In the latter case, help would be needed in digging a grave, building a
coffin and preparing the body for burial. Responses
to such alarms were rapid, since every family had a riding horse, reserved from
farm work that was used on such occasions and for other travel.
Telephone service came soon after World War I.
During the 1886-89 periods, people living
in the two or three mile area formed a church.
A log structure was erected on Dare Creek two miles northeast of Hector
and a short distance north of where the pavilion is located at the cemetery
today. The church was originally of the Cumberland Presbyterian denomination.
When a name became necessary for the church, Walnut Grove was suggested
because the log structure was located in a grove of walnut trees.
In 1889 at a brush arbor meeting, Walnut Grove Church was organized as a
Free Will Baptist Church.
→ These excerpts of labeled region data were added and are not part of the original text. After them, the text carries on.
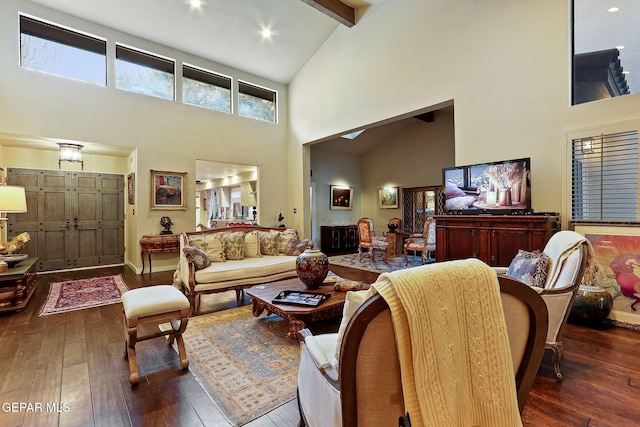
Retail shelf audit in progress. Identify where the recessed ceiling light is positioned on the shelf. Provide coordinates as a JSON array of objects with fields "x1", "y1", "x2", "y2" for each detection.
[{"x1": 260, "y1": 27, "x2": 273, "y2": 40}]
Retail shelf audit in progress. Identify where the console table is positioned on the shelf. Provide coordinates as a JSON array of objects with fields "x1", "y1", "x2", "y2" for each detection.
[
  {"x1": 435, "y1": 215, "x2": 560, "y2": 267},
  {"x1": 0, "y1": 257, "x2": 38, "y2": 312},
  {"x1": 140, "y1": 234, "x2": 180, "y2": 273}
]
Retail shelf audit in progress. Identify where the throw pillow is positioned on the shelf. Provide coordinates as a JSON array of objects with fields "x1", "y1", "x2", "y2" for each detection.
[
  {"x1": 258, "y1": 230, "x2": 280, "y2": 255},
  {"x1": 221, "y1": 231, "x2": 244, "y2": 260},
  {"x1": 445, "y1": 180, "x2": 467, "y2": 199},
  {"x1": 182, "y1": 246, "x2": 211, "y2": 270},
  {"x1": 284, "y1": 239, "x2": 313, "y2": 256},
  {"x1": 507, "y1": 249, "x2": 549, "y2": 288},
  {"x1": 244, "y1": 231, "x2": 260, "y2": 258},
  {"x1": 278, "y1": 228, "x2": 298, "y2": 254},
  {"x1": 189, "y1": 233, "x2": 225, "y2": 262}
]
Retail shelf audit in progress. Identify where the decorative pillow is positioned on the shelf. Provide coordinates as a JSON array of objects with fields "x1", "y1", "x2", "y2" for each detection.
[
  {"x1": 244, "y1": 230, "x2": 260, "y2": 258},
  {"x1": 258, "y1": 230, "x2": 280, "y2": 255},
  {"x1": 284, "y1": 238, "x2": 313, "y2": 256},
  {"x1": 444, "y1": 180, "x2": 467, "y2": 199},
  {"x1": 444, "y1": 196, "x2": 476, "y2": 210},
  {"x1": 278, "y1": 228, "x2": 298, "y2": 254},
  {"x1": 189, "y1": 233, "x2": 225, "y2": 262},
  {"x1": 507, "y1": 249, "x2": 549, "y2": 288},
  {"x1": 182, "y1": 246, "x2": 211, "y2": 270},
  {"x1": 222, "y1": 231, "x2": 244, "y2": 259}
]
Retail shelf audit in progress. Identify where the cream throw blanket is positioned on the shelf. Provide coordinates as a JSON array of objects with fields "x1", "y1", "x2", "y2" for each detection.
[{"x1": 372, "y1": 259, "x2": 522, "y2": 427}]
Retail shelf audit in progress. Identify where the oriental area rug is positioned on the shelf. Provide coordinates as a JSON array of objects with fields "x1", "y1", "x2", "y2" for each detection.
[
  {"x1": 174, "y1": 305, "x2": 300, "y2": 426},
  {"x1": 39, "y1": 274, "x2": 129, "y2": 316},
  {"x1": 329, "y1": 252, "x2": 433, "y2": 274}
]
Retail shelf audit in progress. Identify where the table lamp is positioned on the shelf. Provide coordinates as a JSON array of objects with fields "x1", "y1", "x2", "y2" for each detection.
[{"x1": 0, "y1": 185, "x2": 27, "y2": 272}]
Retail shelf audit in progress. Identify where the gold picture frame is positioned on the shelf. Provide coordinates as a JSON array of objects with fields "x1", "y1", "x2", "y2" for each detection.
[
  {"x1": 329, "y1": 185, "x2": 353, "y2": 211},
  {"x1": 378, "y1": 187, "x2": 398, "y2": 209},
  {"x1": 151, "y1": 169, "x2": 187, "y2": 211}
]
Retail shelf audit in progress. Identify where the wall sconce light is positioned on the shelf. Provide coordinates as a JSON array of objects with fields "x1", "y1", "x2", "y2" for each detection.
[
  {"x1": 58, "y1": 142, "x2": 84, "y2": 170},
  {"x1": 0, "y1": 185, "x2": 27, "y2": 228}
]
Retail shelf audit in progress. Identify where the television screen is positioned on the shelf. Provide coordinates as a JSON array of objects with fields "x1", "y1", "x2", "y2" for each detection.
[{"x1": 442, "y1": 158, "x2": 531, "y2": 214}]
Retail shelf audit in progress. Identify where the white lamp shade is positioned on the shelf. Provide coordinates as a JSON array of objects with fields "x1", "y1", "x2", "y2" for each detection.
[{"x1": 0, "y1": 185, "x2": 27, "y2": 213}]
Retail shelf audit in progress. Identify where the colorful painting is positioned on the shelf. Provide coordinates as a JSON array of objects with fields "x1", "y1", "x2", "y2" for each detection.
[
  {"x1": 378, "y1": 187, "x2": 398, "y2": 209},
  {"x1": 575, "y1": 225, "x2": 640, "y2": 329},
  {"x1": 151, "y1": 170, "x2": 187, "y2": 210}
]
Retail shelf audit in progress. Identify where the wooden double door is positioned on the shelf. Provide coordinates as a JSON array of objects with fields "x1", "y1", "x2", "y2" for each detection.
[{"x1": 7, "y1": 168, "x2": 124, "y2": 271}]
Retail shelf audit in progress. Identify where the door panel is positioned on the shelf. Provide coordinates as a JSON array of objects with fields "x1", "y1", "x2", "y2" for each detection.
[{"x1": 7, "y1": 168, "x2": 124, "y2": 271}]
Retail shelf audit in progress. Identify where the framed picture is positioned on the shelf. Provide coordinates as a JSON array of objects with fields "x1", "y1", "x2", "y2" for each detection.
[
  {"x1": 151, "y1": 170, "x2": 187, "y2": 211},
  {"x1": 570, "y1": 221, "x2": 640, "y2": 330},
  {"x1": 378, "y1": 187, "x2": 398, "y2": 209},
  {"x1": 127, "y1": 172, "x2": 136, "y2": 205},
  {"x1": 329, "y1": 185, "x2": 353, "y2": 211}
]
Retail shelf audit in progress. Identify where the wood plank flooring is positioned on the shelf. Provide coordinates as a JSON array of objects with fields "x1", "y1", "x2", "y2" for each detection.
[{"x1": 0, "y1": 267, "x2": 640, "y2": 427}]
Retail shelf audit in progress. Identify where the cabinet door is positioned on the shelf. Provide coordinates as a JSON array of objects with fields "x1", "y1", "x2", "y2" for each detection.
[
  {"x1": 436, "y1": 228, "x2": 479, "y2": 261},
  {"x1": 344, "y1": 228, "x2": 358, "y2": 249}
]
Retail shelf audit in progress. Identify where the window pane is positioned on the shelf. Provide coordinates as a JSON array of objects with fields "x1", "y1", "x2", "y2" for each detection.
[
  {"x1": 116, "y1": 46, "x2": 175, "y2": 101},
  {"x1": 182, "y1": 65, "x2": 231, "y2": 113},
  {"x1": 571, "y1": 132, "x2": 639, "y2": 221},
  {"x1": 573, "y1": 0, "x2": 640, "y2": 105},
  {"x1": 238, "y1": 82, "x2": 276, "y2": 123},
  {"x1": 20, "y1": 17, "x2": 107, "y2": 86}
]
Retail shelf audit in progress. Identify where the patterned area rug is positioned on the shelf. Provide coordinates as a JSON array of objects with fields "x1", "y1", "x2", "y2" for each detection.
[
  {"x1": 329, "y1": 252, "x2": 434, "y2": 273},
  {"x1": 39, "y1": 274, "x2": 129, "y2": 316},
  {"x1": 178, "y1": 306, "x2": 300, "y2": 426}
]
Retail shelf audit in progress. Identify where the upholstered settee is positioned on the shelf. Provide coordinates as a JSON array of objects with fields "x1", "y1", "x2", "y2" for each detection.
[{"x1": 174, "y1": 226, "x2": 309, "y2": 316}]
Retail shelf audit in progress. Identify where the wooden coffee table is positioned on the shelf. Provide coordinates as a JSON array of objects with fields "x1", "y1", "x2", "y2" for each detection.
[{"x1": 247, "y1": 279, "x2": 356, "y2": 339}]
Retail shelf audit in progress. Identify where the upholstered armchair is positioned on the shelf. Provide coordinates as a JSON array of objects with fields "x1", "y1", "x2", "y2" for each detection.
[
  {"x1": 358, "y1": 218, "x2": 389, "y2": 262},
  {"x1": 496, "y1": 230, "x2": 593, "y2": 382},
  {"x1": 404, "y1": 218, "x2": 436, "y2": 266},
  {"x1": 298, "y1": 260, "x2": 547, "y2": 427}
]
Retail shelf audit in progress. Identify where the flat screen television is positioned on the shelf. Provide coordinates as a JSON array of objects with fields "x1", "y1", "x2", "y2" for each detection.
[{"x1": 442, "y1": 158, "x2": 532, "y2": 215}]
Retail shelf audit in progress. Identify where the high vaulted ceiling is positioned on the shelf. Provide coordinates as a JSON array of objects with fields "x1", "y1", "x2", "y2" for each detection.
[{"x1": 28, "y1": 0, "x2": 384, "y2": 83}]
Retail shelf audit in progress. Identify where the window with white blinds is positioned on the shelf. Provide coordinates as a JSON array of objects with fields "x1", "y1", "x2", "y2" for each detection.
[{"x1": 571, "y1": 130, "x2": 640, "y2": 221}]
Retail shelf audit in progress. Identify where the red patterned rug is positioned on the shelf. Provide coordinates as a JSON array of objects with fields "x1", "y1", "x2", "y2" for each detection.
[{"x1": 39, "y1": 274, "x2": 129, "y2": 316}]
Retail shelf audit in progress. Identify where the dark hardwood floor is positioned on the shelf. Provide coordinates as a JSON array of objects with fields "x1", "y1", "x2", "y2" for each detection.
[{"x1": 0, "y1": 267, "x2": 640, "y2": 427}]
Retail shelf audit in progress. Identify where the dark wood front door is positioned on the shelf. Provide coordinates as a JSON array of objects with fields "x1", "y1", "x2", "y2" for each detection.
[{"x1": 7, "y1": 168, "x2": 124, "y2": 271}]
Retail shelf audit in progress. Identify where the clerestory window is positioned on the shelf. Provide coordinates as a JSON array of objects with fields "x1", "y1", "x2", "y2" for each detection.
[{"x1": 20, "y1": 15, "x2": 107, "y2": 86}]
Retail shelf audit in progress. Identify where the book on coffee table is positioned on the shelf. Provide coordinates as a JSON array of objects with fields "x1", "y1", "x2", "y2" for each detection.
[{"x1": 271, "y1": 290, "x2": 331, "y2": 307}]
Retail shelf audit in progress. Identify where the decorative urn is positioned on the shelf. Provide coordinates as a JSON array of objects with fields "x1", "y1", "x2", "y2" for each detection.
[
  {"x1": 296, "y1": 249, "x2": 329, "y2": 289},
  {"x1": 569, "y1": 285, "x2": 613, "y2": 323}
]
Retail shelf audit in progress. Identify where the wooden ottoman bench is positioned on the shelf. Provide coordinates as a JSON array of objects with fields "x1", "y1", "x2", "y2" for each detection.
[{"x1": 121, "y1": 285, "x2": 190, "y2": 385}]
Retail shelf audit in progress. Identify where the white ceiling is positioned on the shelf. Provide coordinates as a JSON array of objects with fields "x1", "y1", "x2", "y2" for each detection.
[{"x1": 27, "y1": 0, "x2": 384, "y2": 83}]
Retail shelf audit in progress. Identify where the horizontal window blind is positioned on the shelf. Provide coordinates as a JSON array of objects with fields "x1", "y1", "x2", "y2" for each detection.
[{"x1": 571, "y1": 131, "x2": 638, "y2": 221}]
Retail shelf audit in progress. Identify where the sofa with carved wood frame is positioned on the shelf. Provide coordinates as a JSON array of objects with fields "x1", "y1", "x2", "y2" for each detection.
[{"x1": 174, "y1": 226, "x2": 311, "y2": 316}]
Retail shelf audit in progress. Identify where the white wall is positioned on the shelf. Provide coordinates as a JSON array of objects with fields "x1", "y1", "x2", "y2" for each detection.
[
  {"x1": 289, "y1": 0, "x2": 640, "y2": 232},
  {"x1": 0, "y1": 0, "x2": 289, "y2": 271}
]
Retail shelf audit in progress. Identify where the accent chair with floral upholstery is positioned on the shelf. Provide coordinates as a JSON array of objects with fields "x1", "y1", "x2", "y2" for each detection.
[{"x1": 358, "y1": 218, "x2": 389, "y2": 262}]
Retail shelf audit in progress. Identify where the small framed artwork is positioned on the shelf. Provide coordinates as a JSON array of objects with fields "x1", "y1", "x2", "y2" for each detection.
[
  {"x1": 570, "y1": 221, "x2": 640, "y2": 330},
  {"x1": 329, "y1": 185, "x2": 353, "y2": 211},
  {"x1": 151, "y1": 170, "x2": 187, "y2": 211},
  {"x1": 378, "y1": 187, "x2": 398, "y2": 209},
  {"x1": 127, "y1": 172, "x2": 136, "y2": 205}
]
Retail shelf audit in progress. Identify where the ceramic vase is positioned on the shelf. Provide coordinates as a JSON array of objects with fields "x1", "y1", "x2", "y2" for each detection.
[
  {"x1": 296, "y1": 249, "x2": 329, "y2": 289},
  {"x1": 569, "y1": 285, "x2": 613, "y2": 323}
]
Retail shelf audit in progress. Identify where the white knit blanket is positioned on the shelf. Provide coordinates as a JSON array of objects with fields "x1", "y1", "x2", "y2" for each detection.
[{"x1": 372, "y1": 259, "x2": 522, "y2": 427}]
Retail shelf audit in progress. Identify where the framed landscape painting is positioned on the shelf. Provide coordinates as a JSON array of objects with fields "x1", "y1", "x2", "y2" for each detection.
[
  {"x1": 378, "y1": 187, "x2": 398, "y2": 209},
  {"x1": 329, "y1": 185, "x2": 353, "y2": 211},
  {"x1": 151, "y1": 170, "x2": 187, "y2": 211},
  {"x1": 571, "y1": 222, "x2": 640, "y2": 330}
]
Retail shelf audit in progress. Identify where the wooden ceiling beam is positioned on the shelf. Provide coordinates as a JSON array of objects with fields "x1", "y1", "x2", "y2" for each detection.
[{"x1": 302, "y1": 0, "x2": 356, "y2": 28}]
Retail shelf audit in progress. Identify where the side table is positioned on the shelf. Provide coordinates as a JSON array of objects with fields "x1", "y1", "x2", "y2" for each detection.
[
  {"x1": 140, "y1": 234, "x2": 180, "y2": 273},
  {"x1": 0, "y1": 257, "x2": 38, "y2": 312}
]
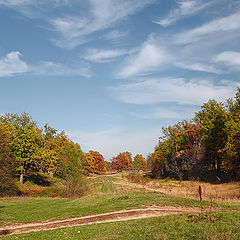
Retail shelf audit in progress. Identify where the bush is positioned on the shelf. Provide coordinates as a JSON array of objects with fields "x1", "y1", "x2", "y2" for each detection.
[
  {"x1": 0, "y1": 170, "x2": 20, "y2": 197},
  {"x1": 65, "y1": 175, "x2": 88, "y2": 198},
  {"x1": 126, "y1": 173, "x2": 149, "y2": 184}
]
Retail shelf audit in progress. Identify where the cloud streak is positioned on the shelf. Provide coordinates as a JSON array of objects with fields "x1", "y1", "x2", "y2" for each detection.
[
  {"x1": 0, "y1": 51, "x2": 91, "y2": 77},
  {"x1": 153, "y1": 0, "x2": 212, "y2": 27},
  {"x1": 82, "y1": 48, "x2": 128, "y2": 63},
  {"x1": 117, "y1": 40, "x2": 171, "y2": 78},
  {"x1": 0, "y1": 51, "x2": 29, "y2": 77},
  {"x1": 50, "y1": 0, "x2": 154, "y2": 49},
  {"x1": 109, "y1": 78, "x2": 239, "y2": 105}
]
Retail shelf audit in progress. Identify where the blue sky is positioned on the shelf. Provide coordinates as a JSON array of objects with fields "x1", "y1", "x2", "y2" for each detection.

Walnut
Grove never had a post office or a store, but it had an active community life
revolving around the church. The
first church burned and another one was built.
In the 1920’s approximately 1924, this structure was moved two and ˝
miles to where it now stands on the Hector-Appleton Road now known as Pine
The original church and its replacement were both
used as schools. After the building
was moved from the original site, it was still known as Walnut Grove Church or
School until the building was torn down and a new one built in its place.
Then it was known as the New School House.
Classes were held in the Walnut Grove School Building also known as the
New School House until the school consolidated with Hector in 1927.
The Walnut Grove Free Will Baptist Church of today incorporates the
original 20’ x 30’ building in its present structure.